Your abdominal muscles may be hidden under some blubber, but they are there.
I am mainly talking about the rectus abdominis (the source of the six-pack) and the oblique muscles on the side. The oblques are especially used for torso twisting, while the rectus does not exist for doing sit-ups but mainly to work in tandem with our back muscles so that we can stand up - and to bend over when we need to.
Many people exercise these muscles for athleticism or for appearance. Part of exercising "the core," as they say. Is it worth doing? Well, it can't hurt especially as we get older, but almost all calisthenics and heavy weights challenge those core muscles pretty well. Planks are the only core-specific things I do and I do them because I am told to.
It is near-impossible for a woman to show a six-pack, and it seems like a silly pursuit for the average guy.

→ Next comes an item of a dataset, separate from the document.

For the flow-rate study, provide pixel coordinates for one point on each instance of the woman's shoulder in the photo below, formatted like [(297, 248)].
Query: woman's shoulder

For one thing, it takes a body fat of roughly below 9% to uncover the divisions of the rectus abdominis assembly.
What the ordinary exerciser can achieve with exercise and proper diet is to be "cut" vertically, ie having a clear demarcation between the rectus and the obliques. I think that ought to be a plenty good-enough conditioning indicator for man or woman. It is an indicator of somewhere around 15% body fat and of decent but not extreme fitness.
At 15%, you will still sizzle nicely in the crematorium but you will not start a conflagration. At 25% you are chubby and begin to be a fire hazard.
A pal of mine who works out bragged to me that he doesn't have a lousy six-pack - he has a whole keg.